The Pennsylvania House Judiciary Committee is considering a resolution that would urge the federal government to deschedule cannabis as a controlled substance. The resolution notes that 38 U.S. states and four territories regulate cannabis for medical use and that 21 states, two territories and Washington, D.C. have legalized cannabis for adult use.
The resolution also points out that the World Health Organization has called for cannabis to be removed from the most restrictive category of the Single Convention on Narcotic Drugs of 1961 and that the United Nations Commission on Narcotic Drugs has also voted to reclassify cannabis under the convention.

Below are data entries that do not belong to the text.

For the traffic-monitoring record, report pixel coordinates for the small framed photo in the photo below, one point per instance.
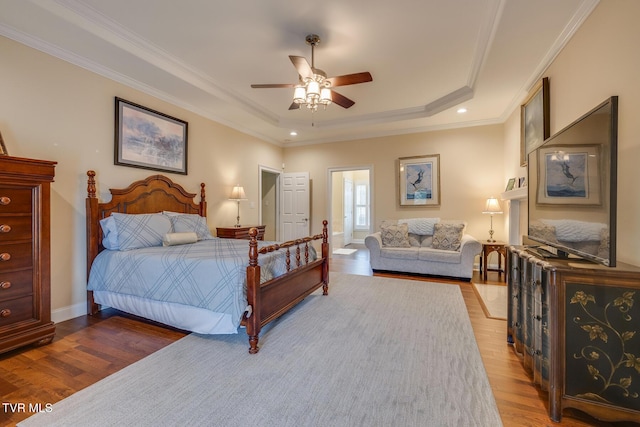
(149, 139)
(419, 180)
(3, 148)
(534, 120)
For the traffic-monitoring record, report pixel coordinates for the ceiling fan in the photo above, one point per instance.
(314, 88)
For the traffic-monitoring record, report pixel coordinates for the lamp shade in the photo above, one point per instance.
(492, 206)
(238, 193)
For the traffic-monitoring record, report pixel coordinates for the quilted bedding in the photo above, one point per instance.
(209, 274)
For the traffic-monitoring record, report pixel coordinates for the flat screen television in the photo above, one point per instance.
(572, 188)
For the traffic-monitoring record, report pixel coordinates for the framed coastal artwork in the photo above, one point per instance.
(569, 175)
(419, 179)
(149, 139)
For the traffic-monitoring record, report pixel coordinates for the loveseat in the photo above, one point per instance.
(423, 246)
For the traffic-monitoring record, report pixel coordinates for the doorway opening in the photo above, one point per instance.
(269, 200)
(350, 206)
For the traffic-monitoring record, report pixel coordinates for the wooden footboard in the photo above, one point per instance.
(271, 299)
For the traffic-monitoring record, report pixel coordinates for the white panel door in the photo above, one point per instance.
(294, 205)
(348, 211)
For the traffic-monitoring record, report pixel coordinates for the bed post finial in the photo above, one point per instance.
(91, 184)
(325, 256)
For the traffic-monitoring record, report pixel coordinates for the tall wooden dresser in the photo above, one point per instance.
(25, 268)
(576, 327)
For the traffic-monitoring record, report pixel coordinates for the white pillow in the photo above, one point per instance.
(184, 223)
(173, 239)
(109, 233)
(141, 230)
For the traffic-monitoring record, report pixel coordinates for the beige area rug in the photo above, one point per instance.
(493, 299)
(374, 352)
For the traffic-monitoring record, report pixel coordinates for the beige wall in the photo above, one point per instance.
(471, 169)
(53, 110)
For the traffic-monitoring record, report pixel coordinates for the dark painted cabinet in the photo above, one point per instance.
(576, 327)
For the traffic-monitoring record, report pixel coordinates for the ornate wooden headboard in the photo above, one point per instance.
(156, 193)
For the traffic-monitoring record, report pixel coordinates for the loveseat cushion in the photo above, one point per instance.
(447, 236)
(420, 226)
(439, 255)
(395, 235)
(399, 253)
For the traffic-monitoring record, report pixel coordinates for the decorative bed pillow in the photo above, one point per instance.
(173, 239)
(141, 230)
(183, 223)
(109, 233)
(447, 236)
(395, 235)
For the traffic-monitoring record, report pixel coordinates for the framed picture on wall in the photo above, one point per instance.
(534, 120)
(569, 175)
(419, 180)
(148, 139)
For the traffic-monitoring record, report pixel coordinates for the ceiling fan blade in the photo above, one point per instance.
(268, 86)
(350, 79)
(302, 65)
(341, 100)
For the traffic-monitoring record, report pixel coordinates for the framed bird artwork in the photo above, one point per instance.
(419, 180)
(569, 175)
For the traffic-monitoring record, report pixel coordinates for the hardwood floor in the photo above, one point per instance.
(87, 349)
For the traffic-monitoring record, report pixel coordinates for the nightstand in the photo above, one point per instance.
(239, 232)
(487, 248)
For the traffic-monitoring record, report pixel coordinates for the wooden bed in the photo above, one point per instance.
(267, 301)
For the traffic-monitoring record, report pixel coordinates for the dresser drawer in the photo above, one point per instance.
(16, 284)
(16, 310)
(15, 228)
(15, 200)
(15, 256)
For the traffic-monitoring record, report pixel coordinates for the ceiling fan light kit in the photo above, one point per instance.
(314, 88)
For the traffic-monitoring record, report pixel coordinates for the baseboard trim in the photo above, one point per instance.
(69, 312)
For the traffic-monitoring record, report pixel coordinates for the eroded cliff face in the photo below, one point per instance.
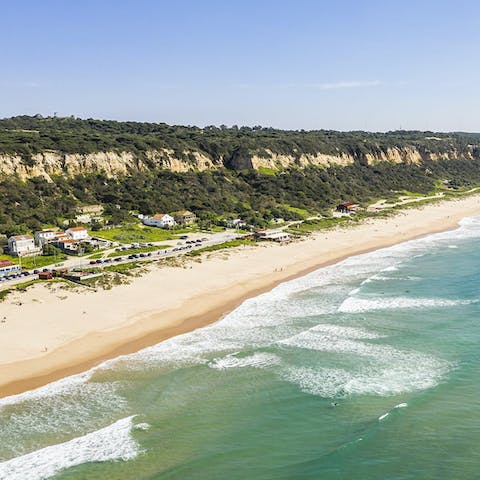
(52, 163)
(49, 164)
(409, 155)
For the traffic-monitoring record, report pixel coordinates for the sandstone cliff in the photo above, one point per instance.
(112, 163)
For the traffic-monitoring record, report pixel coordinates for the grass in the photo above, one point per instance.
(300, 211)
(37, 261)
(267, 171)
(221, 246)
(136, 233)
(310, 226)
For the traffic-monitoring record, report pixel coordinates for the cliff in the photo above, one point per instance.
(47, 147)
(112, 164)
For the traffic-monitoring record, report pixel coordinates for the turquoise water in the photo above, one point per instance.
(368, 369)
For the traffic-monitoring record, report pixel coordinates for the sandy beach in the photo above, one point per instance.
(50, 332)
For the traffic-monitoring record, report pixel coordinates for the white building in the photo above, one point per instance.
(236, 223)
(22, 245)
(45, 236)
(8, 268)
(77, 233)
(161, 220)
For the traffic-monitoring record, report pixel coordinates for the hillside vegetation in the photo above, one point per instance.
(229, 147)
(226, 191)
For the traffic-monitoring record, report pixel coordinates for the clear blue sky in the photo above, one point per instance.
(338, 64)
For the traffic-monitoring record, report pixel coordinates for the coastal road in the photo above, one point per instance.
(181, 248)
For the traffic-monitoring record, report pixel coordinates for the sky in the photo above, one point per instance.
(297, 64)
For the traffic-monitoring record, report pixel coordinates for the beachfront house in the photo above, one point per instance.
(160, 220)
(45, 236)
(184, 217)
(347, 207)
(68, 244)
(8, 268)
(20, 245)
(90, 210)
(236, 223)
(77, 233)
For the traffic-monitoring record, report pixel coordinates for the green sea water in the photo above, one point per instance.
(368, 369)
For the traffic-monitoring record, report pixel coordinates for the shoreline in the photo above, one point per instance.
(149, 326)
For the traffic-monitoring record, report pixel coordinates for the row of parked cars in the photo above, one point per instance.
(188, 244)
(15, 275)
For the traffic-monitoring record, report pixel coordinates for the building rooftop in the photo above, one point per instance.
(77, 229)
(22, 237)
(6, 263)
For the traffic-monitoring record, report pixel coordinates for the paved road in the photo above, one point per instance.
(181, 248)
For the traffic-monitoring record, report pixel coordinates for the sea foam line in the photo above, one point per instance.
(113, 442)
(356, 304)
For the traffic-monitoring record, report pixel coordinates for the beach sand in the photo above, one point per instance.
(47, 333)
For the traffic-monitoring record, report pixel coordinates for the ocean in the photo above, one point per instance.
(367, 369)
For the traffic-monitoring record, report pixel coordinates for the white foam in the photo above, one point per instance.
(110, 443)
(357, 304)
(257, 360)
(374, 368)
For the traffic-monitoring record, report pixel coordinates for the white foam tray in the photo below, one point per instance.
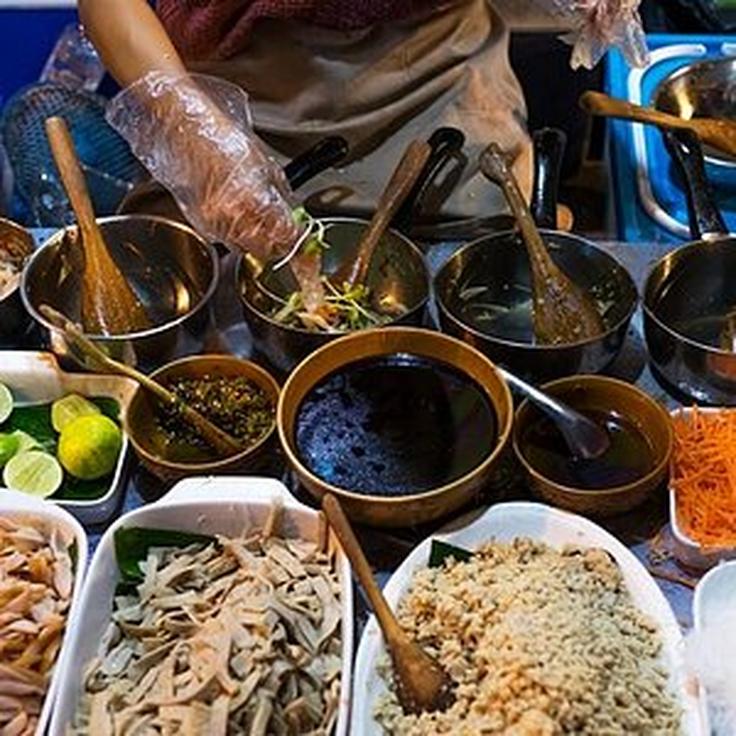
(36, 378)
(557, 528)
(16, 505)
(208, 506)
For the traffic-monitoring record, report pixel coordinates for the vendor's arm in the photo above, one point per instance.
(129, 38)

“Rescheduling cannabis will establish an important step in harmonizing Federal and State policy to improve public health, reduce criminal justice expenditures, raise tax revenue and usher in economic growth; and … removing cannabis as a Schedule I controlled substance will facilitate medical research, ensure patient access and remove Federal prohibitions.” — HB 420 text
The resolution also takes aim at federal mandatory minimum sentencing laws which result in nonviolent cannabis offenders often “serving long sentences often disproportionate to their crime.”
The legislation calls for the U.S. Attorney General to “initiate a review process to consider available evidence and change a controlled substance’s schedule classification” and for the Drug Enforcement Administration and Department of Health and Human Services to “carry out a review process to reschedule a controlled substance.”
The resolution is sponsored by 17 state lawmakers. Pennsylvania does have a medical cannabis program but has not legalized cannabis for adult use.